Tuesday, March 18, 2003


the power of ziti

on a happy note, publishing my ziti recipe worked. hbo and james gandolfini appear to have settled. . .forget politics, now this is power!

it was a deeply amusing moment today to read nestle's position on world-price depression known as the coffee crisis: it says it doesn't support the current low prices but rather believes in sustainable development.

i nearly fell out of my chair in merriment at that one. nestle, the biggest of the "big four" multi-national coffee roasters, suddenly cares more about sustainable development and the fate of the suffering coffee farmer than its own stock price? who do they think they're fooling with this feel-good line? their stockholders are smarter than that, i'm sure.

but let's be generous and take them at their word. because if nestle did get on board, we would see progress.

therefore, i hope to see them soon lobby the u.s. congress for the country to rejoin the i.c.o., support the scaa's new coffee purity initiative, support the oxfam plan to destroy low-quality coffee, join transfair, and burn any low-quality coffee they themselves may be holding in warehouses.

posted by fortune elkins | 5:05 PM | top | link to this |


Monday, March 17, 2003


the soul of the coffeehouse

"a coffee house,” wrote the austrian author alfred polgar, “is a place for people who want to be alone, but need company to do it.”
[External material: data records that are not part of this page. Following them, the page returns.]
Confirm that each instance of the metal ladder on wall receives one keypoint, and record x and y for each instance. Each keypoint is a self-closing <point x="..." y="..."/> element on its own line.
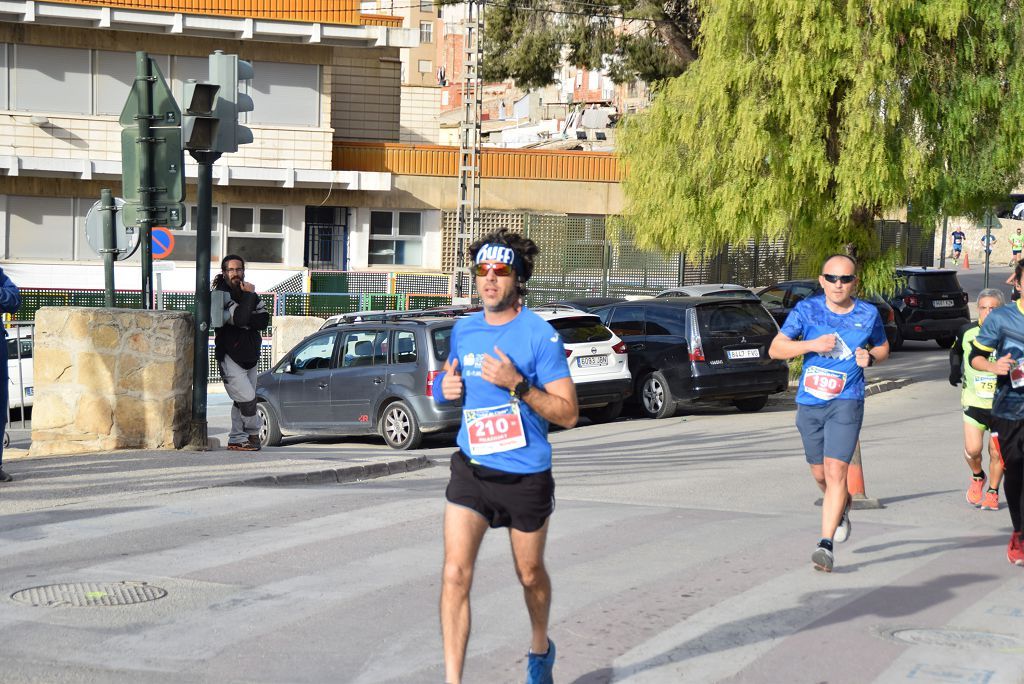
<point x="469" y="145"/>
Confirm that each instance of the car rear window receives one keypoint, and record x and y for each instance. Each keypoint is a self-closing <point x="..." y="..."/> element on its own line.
<point x="578" y="330"/>
<point x="739" y="318"/>
<point x="933" y="283"/>
<point x="441" y="338"/>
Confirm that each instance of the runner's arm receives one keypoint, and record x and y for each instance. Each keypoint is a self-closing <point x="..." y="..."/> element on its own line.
<point x="783" y="347"/>
<point x="556" y="402"/>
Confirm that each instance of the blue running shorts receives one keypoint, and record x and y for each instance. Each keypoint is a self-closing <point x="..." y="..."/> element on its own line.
<point x="829" y="429"/>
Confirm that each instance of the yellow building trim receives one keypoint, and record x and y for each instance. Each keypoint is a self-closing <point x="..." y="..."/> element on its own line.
<point x="309" y="11"/>
<point x="420" y="160"/>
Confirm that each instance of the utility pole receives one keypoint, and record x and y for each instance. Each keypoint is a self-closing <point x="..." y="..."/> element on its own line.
<point x="469" y="145"/>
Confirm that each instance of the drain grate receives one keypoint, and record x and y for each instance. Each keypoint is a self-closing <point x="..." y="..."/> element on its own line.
<point x="954" y="638"/>
<point x="83" y="594"/>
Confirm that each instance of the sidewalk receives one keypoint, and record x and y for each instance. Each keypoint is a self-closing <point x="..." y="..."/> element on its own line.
<point x="60" y="480"/>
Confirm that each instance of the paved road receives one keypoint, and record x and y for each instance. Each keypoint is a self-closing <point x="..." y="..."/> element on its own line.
<point x="680" y="552"/>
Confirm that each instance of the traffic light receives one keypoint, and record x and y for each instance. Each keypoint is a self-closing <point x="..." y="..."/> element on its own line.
<point x="152" y="160"/>
<point x="227" y="72"/>
<point x="200" y="123"/>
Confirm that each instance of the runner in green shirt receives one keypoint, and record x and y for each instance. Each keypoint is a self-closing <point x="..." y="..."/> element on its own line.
<point x="1016" y="245"/>
<point x="976" y="397"/>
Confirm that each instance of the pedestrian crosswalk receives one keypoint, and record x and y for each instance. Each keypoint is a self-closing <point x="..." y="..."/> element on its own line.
<point x="341" y="584"/>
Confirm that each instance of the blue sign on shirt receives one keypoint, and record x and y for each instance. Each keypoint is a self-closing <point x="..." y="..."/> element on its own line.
<point x="538" y="352"/>
<point x="834" y="375"/>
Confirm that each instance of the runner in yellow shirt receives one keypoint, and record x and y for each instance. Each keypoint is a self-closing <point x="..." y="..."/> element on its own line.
<point x="976" y="397"/>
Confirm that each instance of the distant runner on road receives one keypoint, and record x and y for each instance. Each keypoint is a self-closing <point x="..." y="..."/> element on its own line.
<point x="957" y="238"/>
<point x="1003" y="336"/>
<point x="509" y="368"/>
<point x="976" y="398"/>
<point x="838" y="336"/>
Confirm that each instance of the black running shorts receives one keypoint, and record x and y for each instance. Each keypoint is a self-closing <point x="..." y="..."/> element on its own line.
<point x="505" y="500"/>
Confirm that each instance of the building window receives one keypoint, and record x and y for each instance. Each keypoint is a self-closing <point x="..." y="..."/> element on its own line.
<point x="40" y="227"/>
<point x="51" y="79"/>
<point x="395" y="239"/>
<point x="256" y="233"/>
<point x="184" y="240"/>
<point x="285" y="94"/>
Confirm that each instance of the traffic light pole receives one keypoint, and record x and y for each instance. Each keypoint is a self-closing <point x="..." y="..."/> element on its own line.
<point x="201" y="362"/>
<point x="143" y="90"/>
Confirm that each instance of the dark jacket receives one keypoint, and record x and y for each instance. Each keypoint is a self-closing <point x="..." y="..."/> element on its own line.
<point x="241" y="337"/>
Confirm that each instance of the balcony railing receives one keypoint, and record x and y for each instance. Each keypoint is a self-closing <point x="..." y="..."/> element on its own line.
<point x="419" y="160"/>
<point x="309" y="11"/>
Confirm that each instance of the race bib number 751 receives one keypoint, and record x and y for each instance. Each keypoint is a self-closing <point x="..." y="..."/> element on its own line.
<point x="823" y="383"/>
<point x="495" y="429"/>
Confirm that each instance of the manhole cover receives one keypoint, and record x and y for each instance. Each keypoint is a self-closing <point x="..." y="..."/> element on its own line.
<point x="89" y="594"/>
<point x="954" y="638"/>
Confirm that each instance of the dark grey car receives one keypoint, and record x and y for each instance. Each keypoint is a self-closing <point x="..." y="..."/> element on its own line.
<point x="366" y="378"/>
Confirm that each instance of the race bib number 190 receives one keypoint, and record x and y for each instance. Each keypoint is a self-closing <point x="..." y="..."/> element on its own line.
<point x="495" y="429"/>
<point x="822" y="383"/>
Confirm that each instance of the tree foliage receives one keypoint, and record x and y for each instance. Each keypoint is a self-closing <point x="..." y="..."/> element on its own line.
<point x="525" y="40"/>
<point x="810" y="120"/>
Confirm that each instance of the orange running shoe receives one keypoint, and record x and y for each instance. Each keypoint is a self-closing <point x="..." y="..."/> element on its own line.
<point x="976" y="490"/>
<point x="1015" y="550"/>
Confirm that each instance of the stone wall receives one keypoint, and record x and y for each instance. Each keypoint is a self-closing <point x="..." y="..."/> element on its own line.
<point x="289" y="331"/>
<point x="108" y="379"/>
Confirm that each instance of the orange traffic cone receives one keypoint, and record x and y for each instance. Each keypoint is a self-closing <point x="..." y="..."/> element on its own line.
<point x="855" y="483"/>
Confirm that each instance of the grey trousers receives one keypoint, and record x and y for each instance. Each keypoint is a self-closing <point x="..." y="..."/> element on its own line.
<point x="241" y="386"/>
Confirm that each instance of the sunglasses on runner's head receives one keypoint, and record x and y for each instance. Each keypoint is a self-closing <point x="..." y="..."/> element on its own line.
<point x="499" y="268"/>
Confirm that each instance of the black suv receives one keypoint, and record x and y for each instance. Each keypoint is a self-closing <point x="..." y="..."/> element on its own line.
<point x="780" y="298"/>
<point x="696" y="348"/>
<point x="365" y="378"/>
<point x="930" y="304"/>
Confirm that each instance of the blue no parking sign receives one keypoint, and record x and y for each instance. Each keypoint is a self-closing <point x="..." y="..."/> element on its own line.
<point x="163" y="243"/>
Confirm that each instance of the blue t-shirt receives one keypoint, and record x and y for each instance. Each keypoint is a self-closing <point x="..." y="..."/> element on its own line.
<point x="836" y="375"/>
<point x="1003" y="333"/>
<point x="538" y="352"/>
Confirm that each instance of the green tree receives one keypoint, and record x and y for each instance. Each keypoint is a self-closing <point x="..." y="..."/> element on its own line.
<point x="810" y="120"/>
<point x="524" y="40"/>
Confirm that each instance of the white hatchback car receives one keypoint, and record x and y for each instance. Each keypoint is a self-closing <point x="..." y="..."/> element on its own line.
<point x="19" y="386"/>
<point x="597" y="360"/>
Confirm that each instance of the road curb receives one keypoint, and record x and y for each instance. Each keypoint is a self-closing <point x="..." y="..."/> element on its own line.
<point x="337" y="475"/>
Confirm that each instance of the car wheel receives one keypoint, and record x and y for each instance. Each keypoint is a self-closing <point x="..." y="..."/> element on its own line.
<point x="897" y="342"/>
<point x="269" y="428"/>
<point x="655" y="397"/>
<point x="604" y="414"/>
<point x="399" y="427"/>
<point x="751" y="404"/>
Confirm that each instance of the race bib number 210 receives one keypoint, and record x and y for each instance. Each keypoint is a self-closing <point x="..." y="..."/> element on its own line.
<point x="495" y="429"/>
<point x="822" y="383"/>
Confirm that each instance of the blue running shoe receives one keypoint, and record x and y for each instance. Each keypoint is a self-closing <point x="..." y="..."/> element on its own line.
<point x="539" y="667"/>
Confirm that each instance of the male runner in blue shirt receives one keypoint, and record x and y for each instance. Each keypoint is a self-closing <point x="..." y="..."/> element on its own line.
<point x="833" y="331"/>
<point x="509" y="368"/>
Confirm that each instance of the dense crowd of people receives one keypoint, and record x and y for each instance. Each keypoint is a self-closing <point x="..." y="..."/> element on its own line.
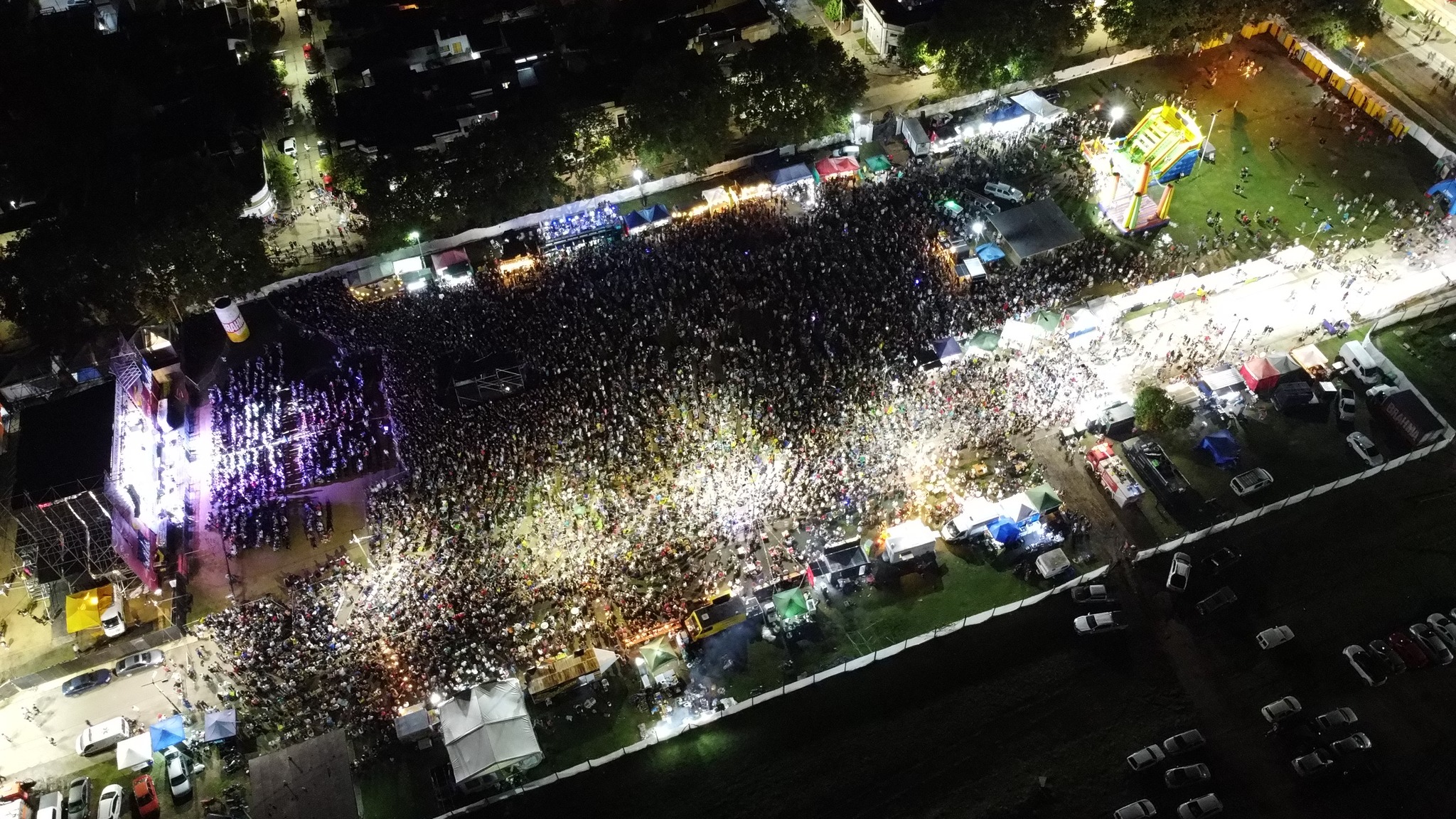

this spot-on insight begins a wonderful think-piece on the value of a real coffeehouse. i disagree with author william cook on the "noise of an espresso machine," -- espresso is essential -- but otherwise i think he describes the required atmosphere quite well.

why don't we have any of these in new york? smoke-free, of course. . .

and naturally we here at bccy always applaud those who make a difference as well as a living with their coffee. right on, pete rogers.